The rest of us leaned over Marilyn and began rifling through the pictures. The odd thing was that while it seemed to me that she knew hundreds of men, there didn’t seem to be that many in the photographs. All the pictures were the same, with both my mother and the men smiling brightly. Mostly, she and the man stood with arms around each other. She even had a picture of my father. She looked so different—younger—in the picture with him. For the first time I could see how my mother was getting older. And there was a picture of Mr. Bronson as well. At first I didn’t recognize him because he was smiling broadly; he looked almost silly. And he was wearing blue jeans, which I’d never seen him in. His eyes actually seemed to be twinkling, and he was looking directly into the camera. He was happy, ridiculously happy.
Marilyn put the pictures away and opened the third drawer. I looked over her shoulder. It was all legal papers. One folder was labeled HARVEY BRONSON. I pointed. “Check that one.”
Marilyn gingerly pulled out the file, and we fell on it like vultures. He was trying to get custody of Maddie.
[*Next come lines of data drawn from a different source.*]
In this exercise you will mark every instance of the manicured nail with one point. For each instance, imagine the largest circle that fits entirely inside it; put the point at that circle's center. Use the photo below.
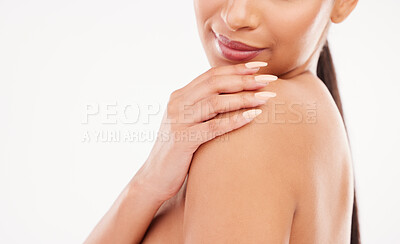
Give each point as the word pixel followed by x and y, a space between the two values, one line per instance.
pixel 265 78
pixel 251 114
pixel 264 95
pixel 255 64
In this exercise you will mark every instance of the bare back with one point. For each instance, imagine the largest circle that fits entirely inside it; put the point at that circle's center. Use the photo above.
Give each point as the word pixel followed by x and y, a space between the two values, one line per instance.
pixel 325 187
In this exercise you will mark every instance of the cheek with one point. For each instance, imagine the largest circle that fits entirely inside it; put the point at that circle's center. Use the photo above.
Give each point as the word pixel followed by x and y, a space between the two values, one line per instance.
pixel 296 32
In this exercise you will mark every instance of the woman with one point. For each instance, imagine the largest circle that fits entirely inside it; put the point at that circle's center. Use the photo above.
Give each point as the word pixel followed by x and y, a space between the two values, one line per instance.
pixel 285 176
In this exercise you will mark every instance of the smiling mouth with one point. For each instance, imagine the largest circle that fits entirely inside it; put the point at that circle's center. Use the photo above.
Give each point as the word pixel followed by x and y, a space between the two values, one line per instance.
pixel 233 50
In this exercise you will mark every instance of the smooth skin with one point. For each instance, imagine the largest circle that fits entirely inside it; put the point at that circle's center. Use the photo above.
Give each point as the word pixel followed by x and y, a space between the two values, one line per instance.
pixel 270 181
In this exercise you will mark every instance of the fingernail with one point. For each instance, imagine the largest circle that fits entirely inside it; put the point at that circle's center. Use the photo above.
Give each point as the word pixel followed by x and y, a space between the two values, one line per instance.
pixel 255 64
pixel 265 78
pixel 251 114
pixel 264 95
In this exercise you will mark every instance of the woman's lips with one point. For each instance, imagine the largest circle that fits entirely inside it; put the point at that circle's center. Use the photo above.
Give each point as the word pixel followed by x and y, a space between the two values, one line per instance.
pixel 235 51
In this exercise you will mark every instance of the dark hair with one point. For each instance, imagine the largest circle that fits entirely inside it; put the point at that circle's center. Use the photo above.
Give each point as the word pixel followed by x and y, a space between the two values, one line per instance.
pixel 326 72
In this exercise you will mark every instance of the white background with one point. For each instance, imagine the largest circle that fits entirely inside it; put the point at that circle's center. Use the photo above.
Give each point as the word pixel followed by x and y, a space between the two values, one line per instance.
pixel 56 57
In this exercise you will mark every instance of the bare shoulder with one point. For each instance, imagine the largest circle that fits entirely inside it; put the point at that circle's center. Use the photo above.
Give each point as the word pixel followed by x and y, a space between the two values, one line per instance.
pixel 277 178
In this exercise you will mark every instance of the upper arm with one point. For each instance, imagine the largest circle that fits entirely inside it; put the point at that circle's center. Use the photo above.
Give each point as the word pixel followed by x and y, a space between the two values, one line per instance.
pixel 244 189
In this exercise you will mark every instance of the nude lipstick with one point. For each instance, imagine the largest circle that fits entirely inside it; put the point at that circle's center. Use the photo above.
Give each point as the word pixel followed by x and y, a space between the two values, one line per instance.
pixel 233 50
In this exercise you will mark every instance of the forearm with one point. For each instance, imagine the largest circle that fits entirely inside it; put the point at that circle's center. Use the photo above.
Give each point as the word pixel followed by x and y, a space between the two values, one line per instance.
pixel 128 218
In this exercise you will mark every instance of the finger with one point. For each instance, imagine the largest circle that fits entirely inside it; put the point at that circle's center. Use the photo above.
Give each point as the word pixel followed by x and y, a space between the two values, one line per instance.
pixel 217 104
pixel 227 84
pixel 210 129
pixel 238 69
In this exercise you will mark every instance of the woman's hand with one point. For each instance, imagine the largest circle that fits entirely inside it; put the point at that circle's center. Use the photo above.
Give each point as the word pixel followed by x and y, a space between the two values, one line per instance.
pixel 189 121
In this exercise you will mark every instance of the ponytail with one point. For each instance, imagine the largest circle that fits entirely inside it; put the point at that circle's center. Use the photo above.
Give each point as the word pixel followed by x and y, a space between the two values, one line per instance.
pixel 326 72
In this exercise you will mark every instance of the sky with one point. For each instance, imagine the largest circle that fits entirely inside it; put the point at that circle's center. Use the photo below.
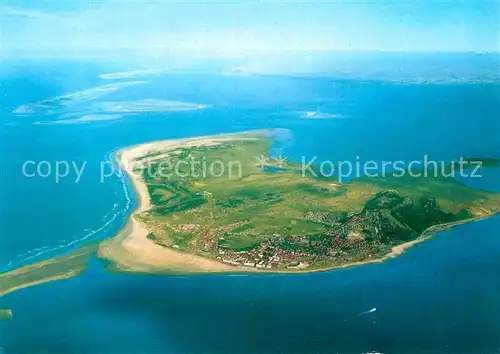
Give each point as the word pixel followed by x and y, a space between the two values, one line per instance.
pixel 227 29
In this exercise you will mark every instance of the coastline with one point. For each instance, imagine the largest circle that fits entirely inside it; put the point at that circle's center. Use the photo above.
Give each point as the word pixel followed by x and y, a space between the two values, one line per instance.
pixel 131 251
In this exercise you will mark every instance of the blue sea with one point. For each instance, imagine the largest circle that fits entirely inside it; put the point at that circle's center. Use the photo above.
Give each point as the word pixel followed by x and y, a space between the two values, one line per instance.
pixel 440 297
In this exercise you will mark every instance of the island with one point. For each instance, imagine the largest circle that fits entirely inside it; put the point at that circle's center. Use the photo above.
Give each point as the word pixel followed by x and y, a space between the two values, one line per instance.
pixel 222 204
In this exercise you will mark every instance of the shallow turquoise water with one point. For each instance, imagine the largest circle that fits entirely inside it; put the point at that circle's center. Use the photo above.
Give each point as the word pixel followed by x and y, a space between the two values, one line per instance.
pixel 441 297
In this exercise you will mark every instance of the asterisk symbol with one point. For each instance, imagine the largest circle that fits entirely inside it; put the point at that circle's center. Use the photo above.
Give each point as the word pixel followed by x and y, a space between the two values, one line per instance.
pixel 281 161
pixel 262 161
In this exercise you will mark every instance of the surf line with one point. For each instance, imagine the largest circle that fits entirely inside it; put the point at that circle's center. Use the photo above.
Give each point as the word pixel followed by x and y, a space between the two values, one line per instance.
pixel 367 312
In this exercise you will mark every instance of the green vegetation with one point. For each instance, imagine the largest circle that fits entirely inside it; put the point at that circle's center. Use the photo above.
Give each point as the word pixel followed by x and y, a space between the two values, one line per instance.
pixel 221 204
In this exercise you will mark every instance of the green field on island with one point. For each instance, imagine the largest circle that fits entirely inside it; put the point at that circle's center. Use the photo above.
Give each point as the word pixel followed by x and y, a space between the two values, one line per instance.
pixel 232 202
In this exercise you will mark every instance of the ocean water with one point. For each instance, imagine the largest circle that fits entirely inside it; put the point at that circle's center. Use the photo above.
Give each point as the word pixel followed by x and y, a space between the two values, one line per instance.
pixel 441 297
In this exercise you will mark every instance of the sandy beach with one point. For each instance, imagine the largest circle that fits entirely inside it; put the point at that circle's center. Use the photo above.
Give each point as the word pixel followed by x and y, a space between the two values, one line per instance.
pixel 132 251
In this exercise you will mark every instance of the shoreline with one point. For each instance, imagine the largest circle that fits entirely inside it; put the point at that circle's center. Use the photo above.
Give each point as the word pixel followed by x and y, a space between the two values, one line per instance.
pixel 130 251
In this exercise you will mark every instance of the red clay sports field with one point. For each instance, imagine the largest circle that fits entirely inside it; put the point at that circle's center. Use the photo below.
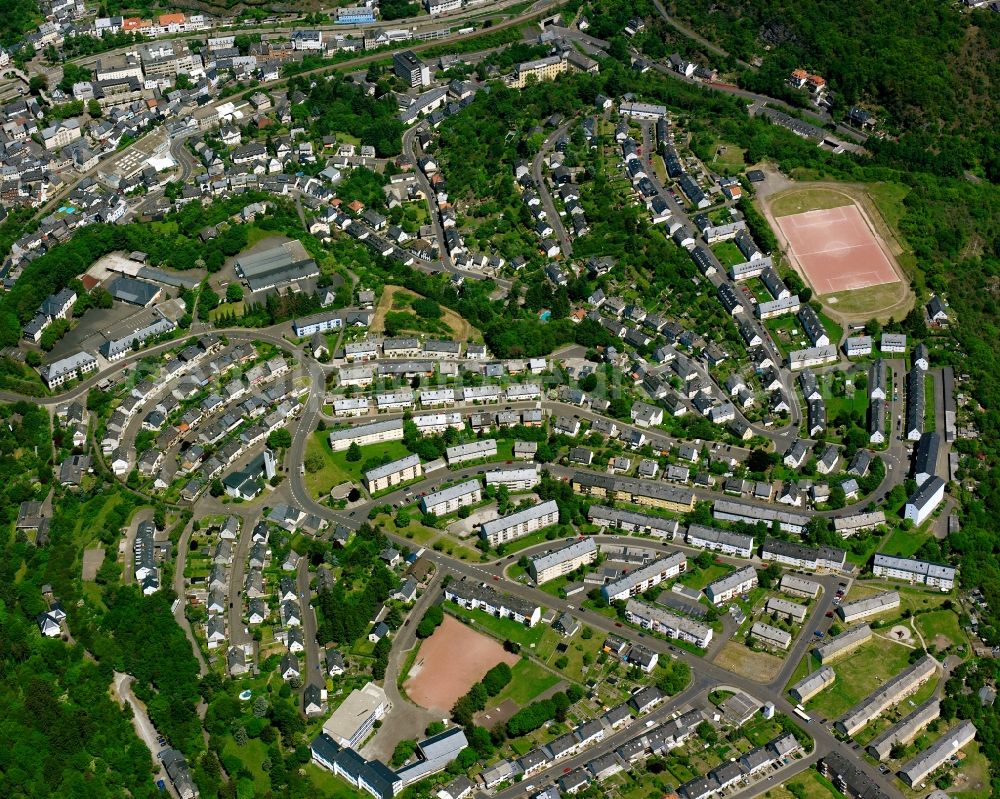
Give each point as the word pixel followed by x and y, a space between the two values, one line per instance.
pixel 836 250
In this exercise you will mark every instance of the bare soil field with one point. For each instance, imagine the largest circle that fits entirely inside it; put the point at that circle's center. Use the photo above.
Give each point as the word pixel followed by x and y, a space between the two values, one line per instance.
pixel 450 662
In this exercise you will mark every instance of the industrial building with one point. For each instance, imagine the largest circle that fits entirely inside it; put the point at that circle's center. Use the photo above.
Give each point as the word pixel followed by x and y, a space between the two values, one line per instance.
pixel 276 266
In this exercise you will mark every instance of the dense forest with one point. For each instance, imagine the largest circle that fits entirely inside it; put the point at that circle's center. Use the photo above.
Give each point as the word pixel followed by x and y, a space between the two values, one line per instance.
pixel 929 71
pixel 19 17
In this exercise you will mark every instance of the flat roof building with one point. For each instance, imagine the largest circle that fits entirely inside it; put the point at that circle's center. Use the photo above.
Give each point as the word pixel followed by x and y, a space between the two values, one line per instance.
pixel 355 718
pixel 276 266
pixel 872 606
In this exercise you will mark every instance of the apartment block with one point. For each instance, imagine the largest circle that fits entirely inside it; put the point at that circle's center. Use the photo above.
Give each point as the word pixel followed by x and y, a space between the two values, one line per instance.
pixel 516 525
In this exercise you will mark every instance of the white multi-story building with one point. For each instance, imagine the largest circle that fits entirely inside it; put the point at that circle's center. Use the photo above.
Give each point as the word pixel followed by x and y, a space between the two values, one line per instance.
pixel 352 406
pixel 449 500
pixel 733 544
pixel 666 623
pixel 433 423
pixel 317 324
pixel 478 596
pixel 519 392
pixel 481 394
pixel 68 368
pixel 734 584
pixel 515 478
pixel 770 636
pixel 365 434
pixel 360 374
pixel 558 562
pixel 433 398
pixel 516 525
pixel 645 577
pixel 872 606
pixel 395 400
pixel 914 571
pixel 394 473
pixel 460 453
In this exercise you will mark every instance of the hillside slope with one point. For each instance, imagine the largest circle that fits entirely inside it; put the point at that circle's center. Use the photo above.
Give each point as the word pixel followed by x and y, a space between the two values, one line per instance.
pixel 932 71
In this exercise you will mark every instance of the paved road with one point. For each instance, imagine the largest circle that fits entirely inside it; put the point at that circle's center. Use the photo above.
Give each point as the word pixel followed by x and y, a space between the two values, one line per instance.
pixel 239 635
pixel 179 605
pixel 565 242
pixel 409 721
pixel 128 570
pixel 140 720
pixel 313 672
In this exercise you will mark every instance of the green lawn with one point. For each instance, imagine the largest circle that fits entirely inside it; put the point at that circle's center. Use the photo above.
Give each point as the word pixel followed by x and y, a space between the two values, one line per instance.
pixel 728 253
pixel 331 787
pixel 530 540
pixel 808 785
pixel 727 158
pixel 940 622
pixel 337 469
pixel 858 675
pixel 929 421
pixel 252 757
pixel 699 578
pixel 903 543
pixel 501 628
pixel 528 681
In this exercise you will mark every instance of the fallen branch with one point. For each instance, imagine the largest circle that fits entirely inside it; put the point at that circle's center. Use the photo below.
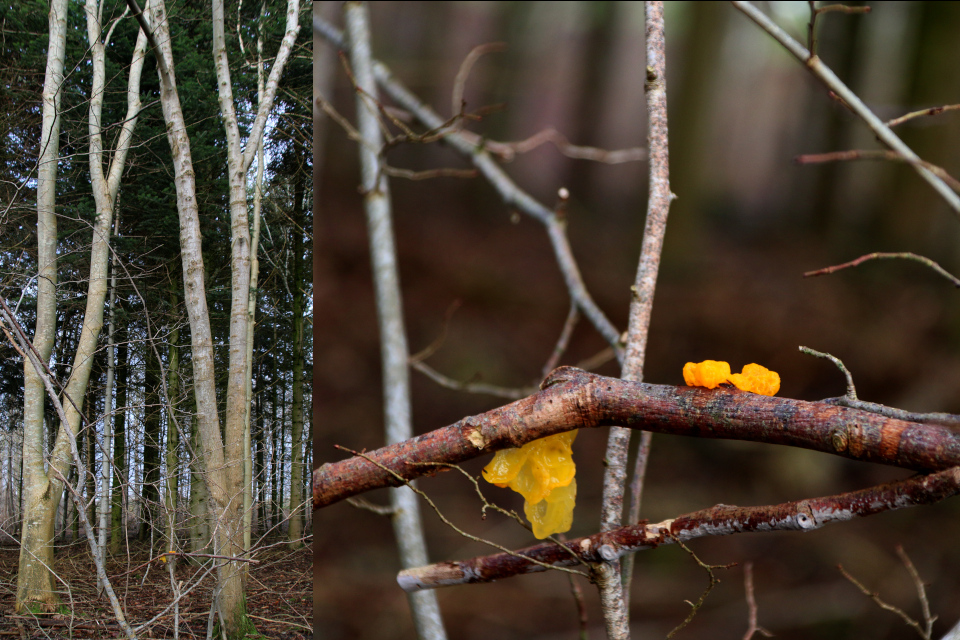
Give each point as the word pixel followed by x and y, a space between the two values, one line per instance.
pixel 575 399
pixel 799 515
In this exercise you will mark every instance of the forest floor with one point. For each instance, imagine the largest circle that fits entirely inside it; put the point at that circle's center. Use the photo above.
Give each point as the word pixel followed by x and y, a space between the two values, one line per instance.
pixel 279 593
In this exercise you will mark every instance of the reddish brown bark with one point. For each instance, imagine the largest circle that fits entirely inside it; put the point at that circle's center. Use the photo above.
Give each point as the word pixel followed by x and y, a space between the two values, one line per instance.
pixel 575 399
pixel 802 515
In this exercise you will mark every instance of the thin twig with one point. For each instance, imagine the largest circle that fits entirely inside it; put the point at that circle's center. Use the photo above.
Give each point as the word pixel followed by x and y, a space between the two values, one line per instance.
pixel 460 531
pixel 921 590
pixel 878 154
pixel 932 111
pixel 645 282
pixel 875 596
pixel 471 387
pixel 851 389
pixel 903 255
pixel 510 193
pixel 457 103
pixel 832 82
pixel 752 626
pixel 507 151
pixel 407 523
pixel 830 8
pixel 577 594
pixel 573 316
pixel 714 581
pixel 428 174
pixel 432 348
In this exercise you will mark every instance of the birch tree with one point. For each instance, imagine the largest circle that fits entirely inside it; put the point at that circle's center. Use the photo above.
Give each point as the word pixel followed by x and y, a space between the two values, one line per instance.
pixel 43 486
pixel 222 457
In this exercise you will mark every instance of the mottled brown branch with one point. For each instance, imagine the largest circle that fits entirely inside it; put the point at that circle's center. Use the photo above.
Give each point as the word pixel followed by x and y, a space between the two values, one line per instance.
pixel 721 520
pixel 878 154
pixel 875 596
pixel 932 111
pixel 575 399
pixel 904 255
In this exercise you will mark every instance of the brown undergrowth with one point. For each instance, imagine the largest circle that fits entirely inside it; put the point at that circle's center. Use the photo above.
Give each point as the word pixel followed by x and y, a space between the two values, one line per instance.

In his custody suit he claimed our mother was unfit.
“That’s why she needs money so badly now,” Marilyn said. “To pay for the lawyer. Look at this attorney bill.”
Maddie was scowling. “What’s custody?” she asked.
“If he gets custody, he’ll take you to live with him.”
“What?” Maddie said. “What do you mean? Tell me!” She pulled on my sleeve. “Shelby, tell me.”
“Custody means who’s in charge of you,” I said. “Sort of. And if he has custody, he gets to make all the decisions about you.”